Spring 2024

State, Society, and Family in Early Modern China

Listed in: Asian Languages and Civilizations, as ASLC-367  |  History, as HIST-367


George Qiao (Section 01)


(Offered as HIST 367 [AS/TE/TS] and ASLC 367.) This class introduces students to the major historical scholarship and debates on state, society, and the family and kinship structures in China from the mid-seventeenth century to the mid-nineteenth century. The purpose of the course is to not only familiarize students with important issues in late imperial Chinese history but also engage them in representative work by successive generations of scholars in order to understand how historical interpretations (including theoretical orientations, methodology, and use of sources) have developed over time.
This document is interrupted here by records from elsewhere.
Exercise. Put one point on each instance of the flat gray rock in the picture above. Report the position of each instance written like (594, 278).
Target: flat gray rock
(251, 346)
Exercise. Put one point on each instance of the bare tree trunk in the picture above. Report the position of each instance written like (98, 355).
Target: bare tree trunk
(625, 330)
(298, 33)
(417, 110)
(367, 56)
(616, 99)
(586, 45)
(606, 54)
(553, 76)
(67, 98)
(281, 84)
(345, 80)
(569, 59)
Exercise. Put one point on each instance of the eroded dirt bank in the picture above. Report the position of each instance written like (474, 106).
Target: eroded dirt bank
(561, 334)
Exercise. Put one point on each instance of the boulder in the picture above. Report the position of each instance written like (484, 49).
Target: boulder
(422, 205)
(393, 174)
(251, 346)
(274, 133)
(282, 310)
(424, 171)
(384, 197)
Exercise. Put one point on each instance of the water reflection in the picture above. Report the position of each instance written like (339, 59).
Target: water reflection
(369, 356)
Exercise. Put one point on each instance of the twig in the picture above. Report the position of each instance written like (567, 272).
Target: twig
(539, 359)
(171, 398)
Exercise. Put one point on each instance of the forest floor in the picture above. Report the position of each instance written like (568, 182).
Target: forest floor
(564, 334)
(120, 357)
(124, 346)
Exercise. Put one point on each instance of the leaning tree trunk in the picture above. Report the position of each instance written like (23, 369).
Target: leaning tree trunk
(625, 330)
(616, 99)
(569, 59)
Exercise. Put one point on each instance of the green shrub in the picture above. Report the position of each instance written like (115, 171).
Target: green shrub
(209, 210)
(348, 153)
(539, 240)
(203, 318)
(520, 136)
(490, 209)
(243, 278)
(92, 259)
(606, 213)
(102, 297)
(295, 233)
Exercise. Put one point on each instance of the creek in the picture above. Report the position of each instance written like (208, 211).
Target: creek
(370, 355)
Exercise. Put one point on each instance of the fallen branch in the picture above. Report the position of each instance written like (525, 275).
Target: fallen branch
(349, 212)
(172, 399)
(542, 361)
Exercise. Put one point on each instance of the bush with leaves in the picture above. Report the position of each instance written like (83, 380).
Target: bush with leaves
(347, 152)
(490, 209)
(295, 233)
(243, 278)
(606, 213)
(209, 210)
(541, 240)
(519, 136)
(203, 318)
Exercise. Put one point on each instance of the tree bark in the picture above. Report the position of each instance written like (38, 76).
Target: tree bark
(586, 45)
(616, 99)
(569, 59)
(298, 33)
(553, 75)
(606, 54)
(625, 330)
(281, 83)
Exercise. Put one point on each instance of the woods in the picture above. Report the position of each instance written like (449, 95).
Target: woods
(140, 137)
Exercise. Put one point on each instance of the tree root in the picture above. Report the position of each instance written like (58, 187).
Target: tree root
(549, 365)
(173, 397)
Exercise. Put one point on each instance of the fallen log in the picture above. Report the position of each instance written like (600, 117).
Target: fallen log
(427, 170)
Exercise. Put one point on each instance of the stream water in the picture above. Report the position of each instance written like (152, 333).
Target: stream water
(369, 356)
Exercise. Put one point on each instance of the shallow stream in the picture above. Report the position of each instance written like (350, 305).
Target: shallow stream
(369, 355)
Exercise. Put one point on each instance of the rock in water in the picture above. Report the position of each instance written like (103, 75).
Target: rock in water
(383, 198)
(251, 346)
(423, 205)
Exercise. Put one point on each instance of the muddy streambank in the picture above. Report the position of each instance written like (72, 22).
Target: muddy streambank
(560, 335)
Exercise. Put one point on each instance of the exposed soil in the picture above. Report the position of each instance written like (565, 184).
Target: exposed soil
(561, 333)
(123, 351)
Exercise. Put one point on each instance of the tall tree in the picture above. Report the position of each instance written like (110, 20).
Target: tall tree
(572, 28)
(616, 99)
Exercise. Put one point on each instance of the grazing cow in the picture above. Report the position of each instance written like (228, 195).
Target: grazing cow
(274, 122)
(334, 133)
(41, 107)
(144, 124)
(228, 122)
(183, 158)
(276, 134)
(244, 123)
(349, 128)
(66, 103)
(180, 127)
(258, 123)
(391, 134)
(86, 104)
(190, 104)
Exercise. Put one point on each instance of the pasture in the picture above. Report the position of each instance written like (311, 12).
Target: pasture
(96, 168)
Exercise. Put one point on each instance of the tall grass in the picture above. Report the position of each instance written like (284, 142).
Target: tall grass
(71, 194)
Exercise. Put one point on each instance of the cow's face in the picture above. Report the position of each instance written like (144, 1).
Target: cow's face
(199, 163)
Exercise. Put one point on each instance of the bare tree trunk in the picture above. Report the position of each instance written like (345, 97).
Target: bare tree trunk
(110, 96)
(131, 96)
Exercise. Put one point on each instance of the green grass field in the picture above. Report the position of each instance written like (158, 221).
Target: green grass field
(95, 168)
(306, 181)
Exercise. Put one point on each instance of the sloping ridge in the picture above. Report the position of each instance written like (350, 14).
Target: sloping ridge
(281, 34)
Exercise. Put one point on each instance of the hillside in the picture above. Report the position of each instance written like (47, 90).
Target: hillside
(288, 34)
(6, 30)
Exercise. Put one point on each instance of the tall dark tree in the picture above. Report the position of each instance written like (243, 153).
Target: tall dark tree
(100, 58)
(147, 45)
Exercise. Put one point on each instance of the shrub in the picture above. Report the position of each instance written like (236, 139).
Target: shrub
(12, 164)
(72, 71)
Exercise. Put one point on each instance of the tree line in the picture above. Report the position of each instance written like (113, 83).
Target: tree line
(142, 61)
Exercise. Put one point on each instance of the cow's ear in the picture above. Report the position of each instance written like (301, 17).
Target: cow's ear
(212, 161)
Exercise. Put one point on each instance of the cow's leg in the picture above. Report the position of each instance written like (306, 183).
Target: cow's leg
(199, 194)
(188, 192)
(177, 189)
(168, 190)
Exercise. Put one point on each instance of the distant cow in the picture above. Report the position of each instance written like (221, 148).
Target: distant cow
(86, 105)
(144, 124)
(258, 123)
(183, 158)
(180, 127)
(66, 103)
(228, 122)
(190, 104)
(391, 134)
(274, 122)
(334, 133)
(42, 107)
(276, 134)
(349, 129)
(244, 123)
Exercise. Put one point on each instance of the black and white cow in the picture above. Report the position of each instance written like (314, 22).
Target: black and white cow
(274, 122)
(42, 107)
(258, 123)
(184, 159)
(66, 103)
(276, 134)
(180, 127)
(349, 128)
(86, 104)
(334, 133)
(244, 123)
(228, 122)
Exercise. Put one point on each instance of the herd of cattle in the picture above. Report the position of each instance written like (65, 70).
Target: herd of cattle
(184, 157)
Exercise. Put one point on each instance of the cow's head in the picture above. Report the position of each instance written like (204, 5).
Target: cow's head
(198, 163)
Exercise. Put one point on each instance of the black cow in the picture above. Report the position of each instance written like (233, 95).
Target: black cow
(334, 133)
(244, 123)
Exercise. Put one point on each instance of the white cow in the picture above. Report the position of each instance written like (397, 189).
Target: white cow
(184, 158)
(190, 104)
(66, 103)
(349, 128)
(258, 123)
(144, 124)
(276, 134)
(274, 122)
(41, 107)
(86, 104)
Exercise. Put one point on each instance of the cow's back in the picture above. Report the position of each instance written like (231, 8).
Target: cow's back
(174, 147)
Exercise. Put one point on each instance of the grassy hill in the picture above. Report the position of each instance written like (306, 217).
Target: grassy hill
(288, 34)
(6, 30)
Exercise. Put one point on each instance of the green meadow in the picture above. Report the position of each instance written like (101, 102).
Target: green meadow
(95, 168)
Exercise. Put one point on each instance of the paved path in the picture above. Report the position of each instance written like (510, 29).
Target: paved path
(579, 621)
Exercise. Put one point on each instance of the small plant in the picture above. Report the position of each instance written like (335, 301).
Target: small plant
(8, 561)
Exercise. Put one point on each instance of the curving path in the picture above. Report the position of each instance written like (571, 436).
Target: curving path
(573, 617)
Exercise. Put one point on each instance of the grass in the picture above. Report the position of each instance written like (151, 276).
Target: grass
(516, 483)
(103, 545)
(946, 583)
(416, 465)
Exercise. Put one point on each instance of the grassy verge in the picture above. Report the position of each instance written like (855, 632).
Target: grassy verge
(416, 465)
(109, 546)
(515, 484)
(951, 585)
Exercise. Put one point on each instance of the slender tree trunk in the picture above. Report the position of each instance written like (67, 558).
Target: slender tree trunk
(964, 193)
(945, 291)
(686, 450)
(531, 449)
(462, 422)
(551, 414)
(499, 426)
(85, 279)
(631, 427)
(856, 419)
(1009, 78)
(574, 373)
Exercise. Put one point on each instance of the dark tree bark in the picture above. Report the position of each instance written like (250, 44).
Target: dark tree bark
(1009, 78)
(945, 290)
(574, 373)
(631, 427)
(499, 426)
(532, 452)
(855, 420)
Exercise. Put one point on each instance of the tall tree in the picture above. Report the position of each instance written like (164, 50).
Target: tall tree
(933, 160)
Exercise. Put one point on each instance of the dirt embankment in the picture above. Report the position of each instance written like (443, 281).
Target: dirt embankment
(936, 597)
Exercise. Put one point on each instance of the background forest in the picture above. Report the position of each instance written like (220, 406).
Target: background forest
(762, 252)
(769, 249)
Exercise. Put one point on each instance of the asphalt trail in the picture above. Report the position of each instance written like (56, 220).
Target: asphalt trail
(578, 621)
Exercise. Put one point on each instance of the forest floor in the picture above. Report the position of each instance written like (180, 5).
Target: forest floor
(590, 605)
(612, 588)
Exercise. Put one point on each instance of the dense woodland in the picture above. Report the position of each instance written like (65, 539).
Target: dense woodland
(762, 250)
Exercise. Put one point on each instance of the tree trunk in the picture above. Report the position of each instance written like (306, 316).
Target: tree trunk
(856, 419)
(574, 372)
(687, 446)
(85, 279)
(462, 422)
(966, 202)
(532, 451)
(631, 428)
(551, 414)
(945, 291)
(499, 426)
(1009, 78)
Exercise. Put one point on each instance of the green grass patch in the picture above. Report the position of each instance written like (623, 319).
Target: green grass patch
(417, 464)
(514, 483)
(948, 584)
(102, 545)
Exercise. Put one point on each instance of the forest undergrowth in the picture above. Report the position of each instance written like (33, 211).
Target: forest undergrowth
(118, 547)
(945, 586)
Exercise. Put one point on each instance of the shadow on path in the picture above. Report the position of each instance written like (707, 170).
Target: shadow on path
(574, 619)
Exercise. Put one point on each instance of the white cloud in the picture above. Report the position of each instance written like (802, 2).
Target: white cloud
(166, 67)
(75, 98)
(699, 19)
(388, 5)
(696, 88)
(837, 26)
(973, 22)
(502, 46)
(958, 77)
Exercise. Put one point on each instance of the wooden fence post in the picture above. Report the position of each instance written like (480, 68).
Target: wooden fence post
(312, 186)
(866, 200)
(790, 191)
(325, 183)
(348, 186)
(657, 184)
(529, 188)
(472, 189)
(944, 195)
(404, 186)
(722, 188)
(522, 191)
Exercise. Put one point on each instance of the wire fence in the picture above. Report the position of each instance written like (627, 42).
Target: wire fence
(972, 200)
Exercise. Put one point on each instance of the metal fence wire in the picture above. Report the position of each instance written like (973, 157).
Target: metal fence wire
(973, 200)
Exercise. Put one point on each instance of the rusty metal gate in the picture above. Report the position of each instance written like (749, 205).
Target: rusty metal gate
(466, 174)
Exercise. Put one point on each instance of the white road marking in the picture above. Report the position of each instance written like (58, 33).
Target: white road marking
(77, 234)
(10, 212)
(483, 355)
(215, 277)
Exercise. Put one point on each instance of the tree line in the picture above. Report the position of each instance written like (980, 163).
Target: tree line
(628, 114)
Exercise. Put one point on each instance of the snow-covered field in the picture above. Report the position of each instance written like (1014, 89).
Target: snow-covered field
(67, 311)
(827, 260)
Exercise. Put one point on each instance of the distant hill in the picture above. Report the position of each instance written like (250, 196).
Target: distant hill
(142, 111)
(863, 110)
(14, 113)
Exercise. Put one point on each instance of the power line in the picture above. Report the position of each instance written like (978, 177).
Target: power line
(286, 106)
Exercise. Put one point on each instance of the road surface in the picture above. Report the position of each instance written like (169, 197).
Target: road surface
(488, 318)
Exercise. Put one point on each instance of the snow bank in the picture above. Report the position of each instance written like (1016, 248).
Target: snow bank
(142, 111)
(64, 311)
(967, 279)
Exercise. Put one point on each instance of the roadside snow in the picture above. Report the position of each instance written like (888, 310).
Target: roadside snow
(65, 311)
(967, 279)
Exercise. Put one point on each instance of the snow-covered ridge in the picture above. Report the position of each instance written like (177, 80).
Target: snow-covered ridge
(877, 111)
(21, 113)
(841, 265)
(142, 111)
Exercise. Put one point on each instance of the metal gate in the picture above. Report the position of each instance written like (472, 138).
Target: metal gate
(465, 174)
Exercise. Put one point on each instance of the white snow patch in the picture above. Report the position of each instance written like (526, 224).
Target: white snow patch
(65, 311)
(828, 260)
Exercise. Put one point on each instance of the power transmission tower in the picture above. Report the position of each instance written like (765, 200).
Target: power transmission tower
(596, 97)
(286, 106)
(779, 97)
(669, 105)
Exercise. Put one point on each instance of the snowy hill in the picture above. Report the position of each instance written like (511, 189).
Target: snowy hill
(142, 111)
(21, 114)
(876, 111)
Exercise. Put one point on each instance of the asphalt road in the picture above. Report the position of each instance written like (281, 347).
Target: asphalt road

We will focus on the following topics: the feature of the imperial state; the structure of local government and rural control; the law in society; heterodoxy, collective violence, and peasant rebellion; the evolution of the Chinese family and lineage system; gender and sexuality; the nature of the Chinese “gentry” and the foundations of their power; civil examination and elite reproduction; agrarian economy and city life. All of these topics have provoked intense debates and fostered an important and growing body of scholarship. Requirements include short response papers and topical essays. No prerequisite. 

Spring semester. Professor Qiao.

How to handle overenrollment: null

Students who enroll in this course will likely encounter and be expected to engage in the following intellectual skills, modes of learning, and assessment: Emphasis on written work and reading skills. Requirements include short response papers and topical essays.